Oriri
- Author: Marie C. Stopes
- Language: English
- Publisher: Heinemann
- Publication date: September 1940
- Pages: 30

= Oriri =

1940 poem by Marie C. Stopes

Oriri (1940) is a long poem by the birth control pioneer Marie C. Stopes, published by Heinemann as a short book. Its subject is love between a "He" and a "She", and it is written in semi-dramatic form, with other members of the cast including "Spirits of Air", "Spirits of Earth" and other "Elementals". Stopes writes in the "Argument" that prefaces the poem: "Interwoven in the tale is a crystallisation of most of what matters fundamentally in the sciences of geology and physiology, in the art of love, and in religion."
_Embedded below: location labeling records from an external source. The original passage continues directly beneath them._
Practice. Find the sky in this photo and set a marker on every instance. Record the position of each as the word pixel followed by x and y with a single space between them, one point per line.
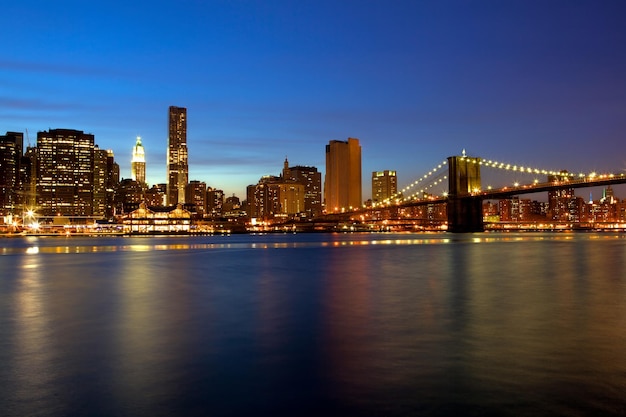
pixel 538 83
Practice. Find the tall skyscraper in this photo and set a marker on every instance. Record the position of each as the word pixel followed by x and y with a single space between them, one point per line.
pixel 384 185
pixel 11 149
pixel 65 173
pixel 138 163
pixel 177 157
pixel 342 184
pixel 312 181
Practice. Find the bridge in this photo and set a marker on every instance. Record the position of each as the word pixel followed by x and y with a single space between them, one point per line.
pixel 465 195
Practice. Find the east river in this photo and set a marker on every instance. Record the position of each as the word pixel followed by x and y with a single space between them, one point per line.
pixel 490 324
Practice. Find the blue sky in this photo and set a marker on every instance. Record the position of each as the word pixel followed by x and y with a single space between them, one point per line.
pixel 538 83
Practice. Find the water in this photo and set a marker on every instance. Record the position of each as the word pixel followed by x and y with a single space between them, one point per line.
pixel 314 324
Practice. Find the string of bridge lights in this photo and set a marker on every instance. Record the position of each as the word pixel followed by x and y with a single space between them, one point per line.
pixel 436 173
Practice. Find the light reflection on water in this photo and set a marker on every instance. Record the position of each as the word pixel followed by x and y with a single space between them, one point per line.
pixel 492 324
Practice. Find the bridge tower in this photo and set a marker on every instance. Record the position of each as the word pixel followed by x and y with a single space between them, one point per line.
pixel 465 211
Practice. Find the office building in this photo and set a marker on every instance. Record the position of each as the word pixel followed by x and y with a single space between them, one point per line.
pixel 177 156
pixel 65 173
pixel 561 203
pixel 342 184
pixel 195 195
pixel 311 179
pixel 384 185
pixel 214 202
pixel 274 197
pixel 11 149
pixel 138 163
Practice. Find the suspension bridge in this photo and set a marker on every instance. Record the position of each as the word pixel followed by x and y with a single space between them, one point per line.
pixel 464 196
The poem brings together Stopes' scientific knowledge (she held a doctorate in paleobotany) with her theory of "erogamic love" (lifelong erotic pair-bonding), the latter of which was an important component of the theories that underlay her most influential and controversial publication, the sex manual Married Love (1918). In her biography of Stopes, Ruth Hall suggests that the poem was written when Stopes was in love with Keith Briant, a recent Oxford graduate who was considerably her junior (Stopes was just short of her sixtieth birthday when she wrote the poem).